“Sure, Grandson.” Dad pulled up one of Coby’s recorded Disney movies.
“Cars!” Coby cheered and squirmed down off the chair, stretching out on the floor with his chin propped on his hands, completely consumed by his favorite movie.
“What are you guys doing here?” Dad asked. “I thought you’d be at the rodeo.”
I shook my head and sank into Mom’s recliner next to his. “I don’t want to talk about it.”
“Okay. Is everything all right?”
I shrugged. “I’m just . . .” I searched for the right word. “Sad.”
“What’s wrong, honey?”
My eyes filled with tears at the same time the words came pouring out. I told Dad all about Hunter, leaving out the R-rated details and using a code name for Everett. But otherwise, I unburdened it all—from the moment Hunter had walked into my motel to him rushing to the rescue at the rodeo.
When I was done, Dad did what Dad did best. He didn’t comment or offer advice. He didn’t bad-mouth Hunter for keeping secrets. He just waved me into his chair for a cuddle.
And just like I’d done countless times before—as a sick kid, a girl with scraped knees or a pregnant woman dealing with a very heavy heart—I got up from my chair and snuggled into his side.
Because even at twenty-nine years old, I still needed my dad.
“It will be okay,” he said to the top of my head.
I believed him. “You’re right. Can we stay here tonight?”
“Like I’ve always told you, honey, this is your home. Come and go as you please.”
I smiled and snuggled deeper into his chest, letting Dad’s embrace settle my nerves.
Tonight, I was pushing my worries aside.
And when my phone rang with Hunter’s call, I pushed it aside too.
Pink. White. Red. Yellow. Orange.
Pink was up next. I grabbed a pink petunia from the box and shoved it into the hole I’d just dug.
It was the morning after the rodeo and I was filling the flower bed underneath the sign at the inn. Coby was with my parents at Sunday school and I’d come back to the inn to immerse myself in work.

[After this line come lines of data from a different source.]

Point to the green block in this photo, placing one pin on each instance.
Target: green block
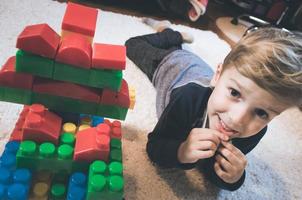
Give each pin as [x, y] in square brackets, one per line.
[65, 72]
[45, 157]
[105, 182]
[65, 104]
[98, 78]
[58, 191]
[111, 79]
[34, 64]
[15, 95]
[115, 143]
[112, 111]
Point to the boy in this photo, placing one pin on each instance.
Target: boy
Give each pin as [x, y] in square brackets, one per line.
[216, 119]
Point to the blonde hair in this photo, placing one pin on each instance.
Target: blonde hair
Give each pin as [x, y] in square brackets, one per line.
[272, 58]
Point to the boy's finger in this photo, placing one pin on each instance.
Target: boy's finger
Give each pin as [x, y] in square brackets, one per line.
[204, 154]
[232, 148]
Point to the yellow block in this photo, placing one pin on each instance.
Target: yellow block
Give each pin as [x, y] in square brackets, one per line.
[83, 127]
[69, 128]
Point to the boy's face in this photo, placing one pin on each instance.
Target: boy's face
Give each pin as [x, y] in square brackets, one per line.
[238, 107]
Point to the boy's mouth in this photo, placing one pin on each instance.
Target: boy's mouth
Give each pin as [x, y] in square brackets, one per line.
[223, 128]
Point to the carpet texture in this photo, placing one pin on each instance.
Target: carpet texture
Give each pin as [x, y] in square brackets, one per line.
[274, 168]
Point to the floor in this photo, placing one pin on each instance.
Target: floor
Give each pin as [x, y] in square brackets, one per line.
[147, 8]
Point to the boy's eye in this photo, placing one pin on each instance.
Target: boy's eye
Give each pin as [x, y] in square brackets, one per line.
[234, 93]
[261, 113]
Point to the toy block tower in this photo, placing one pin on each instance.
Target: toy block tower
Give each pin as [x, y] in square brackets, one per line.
[68, 74]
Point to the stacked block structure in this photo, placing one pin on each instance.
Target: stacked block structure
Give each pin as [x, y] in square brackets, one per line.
[55, 76]
[68, 73]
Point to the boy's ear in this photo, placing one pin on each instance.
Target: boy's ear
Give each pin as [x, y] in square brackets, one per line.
[216, 75]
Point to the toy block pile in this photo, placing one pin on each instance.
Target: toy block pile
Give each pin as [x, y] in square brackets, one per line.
[60, 148]
[68, 73]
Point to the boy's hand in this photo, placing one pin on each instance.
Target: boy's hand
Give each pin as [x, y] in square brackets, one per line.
[201, 143]
[230, 165]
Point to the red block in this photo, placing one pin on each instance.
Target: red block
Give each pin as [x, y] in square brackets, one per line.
[120, 98]
[41, 125]
[93, 144]
[80, 19]
[17, 133]
[65, 89]
[107, 56]
[75, 50]
[39, 39]
[9, 77]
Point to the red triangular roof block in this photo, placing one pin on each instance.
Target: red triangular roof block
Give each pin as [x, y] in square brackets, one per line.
[9, 77]
[80, 19]
[39, 39]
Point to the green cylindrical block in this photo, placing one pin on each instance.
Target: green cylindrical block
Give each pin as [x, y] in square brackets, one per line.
[67, 138]
[116, 183]
[58, 192]
[115, 168]
[97, 182]
[65, 152]
[47, 150]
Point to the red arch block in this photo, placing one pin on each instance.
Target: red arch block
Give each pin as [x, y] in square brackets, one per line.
[39, 39]
[75, 50]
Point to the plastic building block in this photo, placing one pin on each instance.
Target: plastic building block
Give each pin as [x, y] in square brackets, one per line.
[15, 95]
[14, 183]
[41, 125]
[80, 19]
[93, 144]
[45, 156]
[17, 133]
[66, 104]
[75, 50]
[85, 120]
[132, 97]
[9, 77]
[65, 89]
[58, 192]
[34, 64]
[107, 56]
[77, 187]
[96, 120]
[91, 77]
[44, 38]
[120, 98]
[111, 79]
[104, 183]
[69, 128]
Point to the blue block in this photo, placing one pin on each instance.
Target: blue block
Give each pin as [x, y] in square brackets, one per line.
[14, 183]
[12, 147]
[96, 120]
[77, 186]
[17, 191]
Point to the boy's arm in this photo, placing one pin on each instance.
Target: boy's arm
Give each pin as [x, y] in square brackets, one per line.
[175, 124]
[245, 145]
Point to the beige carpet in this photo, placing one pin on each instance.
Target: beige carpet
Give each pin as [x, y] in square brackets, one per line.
[274, 169]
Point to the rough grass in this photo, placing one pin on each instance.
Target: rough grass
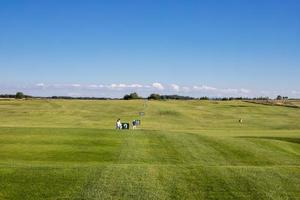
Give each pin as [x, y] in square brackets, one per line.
[184, 150]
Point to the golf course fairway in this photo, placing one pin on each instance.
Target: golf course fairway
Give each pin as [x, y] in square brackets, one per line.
[69, 149]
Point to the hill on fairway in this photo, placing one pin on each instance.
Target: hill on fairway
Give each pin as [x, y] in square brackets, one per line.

Stabbing the dirt with my trowel, I scored another hole in the earth and shoved in a white pansy. The midmorning sun had chased off the cool night air and sweat was beading on my forehead.
I’d woken up at my parents’ house mad.
Fuming mad.
Mad at Hunter and mad at myself.
I’d let another doctor’s handsome looks and charm fool me. I’d been so worried about driving him away with my natural curiosity I’d become complacent. I’d let a stranger into
my home, my bed and my son’s life.
Shame on me.
And shame on Hunter for feeding me so much bullshit over the past two months.
All morning long I’d been thinking about all the things I wanted to say. When a shadow fell over my face, I knew now was my chance.
Hunter was standing above me with his legs planted wide and his arms crossed over his chest. “Where have you been?”